Because the America East is one of 31 conferences whose tournament champion is granted an automatic berth in The Big Dance, Stony Brook coach Steve Pikiell's preseason observation - that everything comes down to "having a good weekend" - offers hope to all. Even a team that lost 53 player-games to injury and labored through persistent offensive woes.
It won't be easy. Fifth-seeded Stony Brook lost both regular-season games to fourth-seeded Albany (16-15) and needed four wins in its last five conference games just to finish 8-8 in America East play. Plus, the health issues hardly have been resolved.
Pikiell doubts he will able to use freshman guard Dave Coley, the team's third-leading scorer and Pikiell's "lockdown defender," for significant minutes Saturday because Coley recently returned from a knee injury.
Tommy Brenton, the junior forward with more career point-rebound double-doubles than anyone on the roster, was lost for the season before it began because of knee surgery. Stony Brook's only senior, Chris Martin, lost 13 games to knee surgery. Sophomore guard Marcus Rouse, the second-leading scorer (7.6) behind junior guard Bryan Dougher (13.2), missed five games rehabilitating a surgically repaired knee. Junior Dallis Joyner, the team's leading rebounder (6.7), was slowed early in the season by a bad ankle.

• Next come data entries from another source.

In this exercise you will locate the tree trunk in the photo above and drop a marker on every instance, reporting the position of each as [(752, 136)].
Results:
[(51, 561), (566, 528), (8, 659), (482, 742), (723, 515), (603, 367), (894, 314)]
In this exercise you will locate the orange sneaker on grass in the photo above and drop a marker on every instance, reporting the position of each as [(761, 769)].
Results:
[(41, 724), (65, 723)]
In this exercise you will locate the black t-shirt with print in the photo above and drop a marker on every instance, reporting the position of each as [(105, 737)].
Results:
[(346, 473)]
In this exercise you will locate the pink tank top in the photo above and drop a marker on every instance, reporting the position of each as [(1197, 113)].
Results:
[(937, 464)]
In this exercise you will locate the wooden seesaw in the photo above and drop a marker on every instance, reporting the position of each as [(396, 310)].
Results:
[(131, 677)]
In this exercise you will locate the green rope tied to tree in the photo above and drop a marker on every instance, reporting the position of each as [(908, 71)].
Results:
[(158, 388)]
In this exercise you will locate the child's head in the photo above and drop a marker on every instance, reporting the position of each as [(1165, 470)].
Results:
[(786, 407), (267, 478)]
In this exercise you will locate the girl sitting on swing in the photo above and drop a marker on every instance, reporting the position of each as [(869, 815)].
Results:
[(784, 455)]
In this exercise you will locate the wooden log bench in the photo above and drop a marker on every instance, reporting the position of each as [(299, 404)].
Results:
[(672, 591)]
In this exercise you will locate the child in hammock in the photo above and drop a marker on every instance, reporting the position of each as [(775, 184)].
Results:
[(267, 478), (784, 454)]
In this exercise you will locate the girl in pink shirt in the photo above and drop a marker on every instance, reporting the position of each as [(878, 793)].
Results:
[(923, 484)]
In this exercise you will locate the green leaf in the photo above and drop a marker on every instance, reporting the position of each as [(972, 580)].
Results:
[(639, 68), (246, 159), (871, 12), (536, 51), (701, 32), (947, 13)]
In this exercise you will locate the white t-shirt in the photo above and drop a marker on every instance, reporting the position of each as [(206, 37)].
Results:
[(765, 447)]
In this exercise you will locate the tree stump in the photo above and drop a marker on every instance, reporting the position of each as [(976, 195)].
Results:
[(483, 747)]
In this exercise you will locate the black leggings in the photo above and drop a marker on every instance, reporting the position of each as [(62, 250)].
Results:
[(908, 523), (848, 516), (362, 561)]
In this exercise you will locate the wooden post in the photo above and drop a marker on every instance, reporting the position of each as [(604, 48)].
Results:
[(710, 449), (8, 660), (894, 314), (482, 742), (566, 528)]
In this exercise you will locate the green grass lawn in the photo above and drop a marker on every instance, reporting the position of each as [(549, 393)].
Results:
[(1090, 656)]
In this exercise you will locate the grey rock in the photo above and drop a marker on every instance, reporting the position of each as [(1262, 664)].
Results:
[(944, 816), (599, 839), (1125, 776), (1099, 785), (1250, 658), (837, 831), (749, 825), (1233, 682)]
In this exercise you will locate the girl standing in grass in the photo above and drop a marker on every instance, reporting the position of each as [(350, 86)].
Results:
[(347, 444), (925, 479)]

"There have been a lot of ups and downs, with Tommy going down and Marcus getting hurt," Dougher said. "But we fought through it all, had some good games and bad games. We haven't had the record we expected, but I know it only takes one good weekend in the tournament to achieve our goals."
A year ago, regular-season champion Stony Brook learned the bitter lesson about the tournament weekend, losing in the semifinals to fourth-seeded Boston University and settling for its first NIT appearance.
"We know if we win three games, it'll make it a lot sweeter," Joyner said. "Last year we had a great record but we didn't get the job done [in the tournament]. There's definitely a sense of urgency; we've just got to turn that urgency into production."